Some images and packages manage dependencies via traditional requirements.txt files, and some manage dependencies via [Poetry `pyproject.toml` files](https://python-poetry.org/docs/pyproject/). Please refer to Poetry documentation for successful management of pyproject dependencies.

READMEs describing the individual testing and publication process for each image and package are linked in the below table. A detailed guide for updating the calitp-data-analysis package is available [here](https://docs.calitp.org/data-infra/analytics_tools/python_libraries.html#updating-calitp-data-analysis), written for an analyst audience.

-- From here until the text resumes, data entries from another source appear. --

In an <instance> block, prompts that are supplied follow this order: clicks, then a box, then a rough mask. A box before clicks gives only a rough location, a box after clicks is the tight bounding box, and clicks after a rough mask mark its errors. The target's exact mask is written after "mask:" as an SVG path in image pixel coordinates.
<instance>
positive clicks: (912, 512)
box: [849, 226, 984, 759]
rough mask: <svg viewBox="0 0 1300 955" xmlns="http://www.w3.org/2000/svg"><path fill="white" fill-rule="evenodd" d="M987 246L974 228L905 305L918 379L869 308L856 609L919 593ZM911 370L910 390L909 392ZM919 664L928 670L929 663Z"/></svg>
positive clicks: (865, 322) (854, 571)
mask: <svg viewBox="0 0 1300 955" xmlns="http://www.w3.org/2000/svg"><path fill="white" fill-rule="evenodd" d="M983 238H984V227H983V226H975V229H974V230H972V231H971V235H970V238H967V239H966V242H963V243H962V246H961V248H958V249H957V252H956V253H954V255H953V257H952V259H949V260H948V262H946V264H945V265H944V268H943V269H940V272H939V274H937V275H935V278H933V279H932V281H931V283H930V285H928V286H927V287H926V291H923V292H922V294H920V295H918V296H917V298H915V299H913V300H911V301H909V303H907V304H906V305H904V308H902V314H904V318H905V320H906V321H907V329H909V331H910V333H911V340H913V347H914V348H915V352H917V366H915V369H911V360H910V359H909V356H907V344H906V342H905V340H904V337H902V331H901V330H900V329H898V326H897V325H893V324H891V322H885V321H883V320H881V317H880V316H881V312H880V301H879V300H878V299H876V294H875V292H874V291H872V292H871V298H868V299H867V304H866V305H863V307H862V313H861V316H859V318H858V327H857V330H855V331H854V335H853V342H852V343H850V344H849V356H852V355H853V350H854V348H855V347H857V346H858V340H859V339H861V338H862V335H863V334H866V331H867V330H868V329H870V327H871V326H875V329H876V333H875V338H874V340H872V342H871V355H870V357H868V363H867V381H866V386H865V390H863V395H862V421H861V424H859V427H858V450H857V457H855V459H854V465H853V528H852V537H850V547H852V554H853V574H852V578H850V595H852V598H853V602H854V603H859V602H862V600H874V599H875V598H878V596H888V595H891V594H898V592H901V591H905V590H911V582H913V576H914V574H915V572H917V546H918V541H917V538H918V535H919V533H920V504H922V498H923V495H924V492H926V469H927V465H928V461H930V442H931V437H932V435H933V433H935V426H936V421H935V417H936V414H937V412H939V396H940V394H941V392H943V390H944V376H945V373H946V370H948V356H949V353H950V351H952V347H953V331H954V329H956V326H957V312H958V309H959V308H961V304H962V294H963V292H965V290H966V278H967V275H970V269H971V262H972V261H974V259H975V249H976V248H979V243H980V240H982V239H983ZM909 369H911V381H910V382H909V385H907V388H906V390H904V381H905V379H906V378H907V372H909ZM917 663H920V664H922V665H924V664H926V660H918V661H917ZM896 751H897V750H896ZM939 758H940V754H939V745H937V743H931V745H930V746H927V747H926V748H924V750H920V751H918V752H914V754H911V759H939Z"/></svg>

| Name                    | Function                                                                                                                              | Source Code                                                                                      | README                                                                        | Publication URL                                            | Type           |
| ----------------------- | ------------------------------------------------------------------------------------------------------------------------------------- | ------------------------------------------------------------------------------------------------ | ----------------------------------------------------------------------------- | ---------------------------------------------------------- | -------------- |
| calitp-data-analysis    | Shared tools to ease common data analysis tasks within the Cal-ITP ecosystem                                                          | https://github.com/cal-itp/data-infra/tree/main/packages/calitp-data-analysis                    | https://github.com/cal-itp/data-infra/tree/main/packages/calitp-data-analysis | https://test.pypi.org/project/calitp-data-analysis         | Python Package |
| calitp-data-infra       | Shared imports and tools used by data infrastructure and data pipelines within the Cal-ITP ecosystem                                  | https://github.com/cal-itp/data-infra/tree/main/packages/calitp-data-infra                       | https://github.com/cal-itp/data-infra/tree/main/packages/calitp-data-infra    | https://test.pypi.org/project/calitp-data-infra            | Python Package |
| dask                    | Parallelization infrastructure used by JupyerHub                                                                                      | https://github.com/cal-itp/data-infra/tree/main/images/dask                                      | https://github.com/cal-itp/data-infra/tree/main/images/dask                   | https://ghcr.io/cal-itp/data-infra/dask                    | Docker Image   |
| gtfs-rt-archiver-v3     | Underpins our GTFS-RT archiver service, allowing us to save fast-moving GTFS-RT data                                                  | https://github.com/cal-itp/data-infra/tree/main/services/gtfs-rt-archiver-v3/gtfs_rt_archiver_v3 | https://github.com/cal-itp/data-infra/tree/main/services/gtfs-rt-archiver-v3  | https://ghcr.io/cal-itp/data-infra/gtfs-rt-archiver-v3     | Docker Image   |
| gtfs-schedule-validator | Wrapper for the MobilityData GTFS Schedule validator (so we can choose to use the correct version for the age of a given data import) | https://github.com/cal-itp/data-infra/tree/main/jobs/gtfs-schedule-validator                     | https://github.com/cal-itp/data-infra/tree/main/jobs                          | https://ghcr.io/cal-itp/data-infra/gtfs-schedule-validator | Docker Image   |
| jupyter-singleuser      | Shared, consistent tooling for individual local Jupyter notebook users and JupyterHub                                                 | https://github.com/cal-itp/data-infra/tree/main/images/jupyter-singleuser                        | https://github.com/cal-itp/data-infra/tree/main/images/jupyter-singleuser     | https://ghcr.io/cal-itp/data-infra/jupyter-singleuser      | Docker Image   |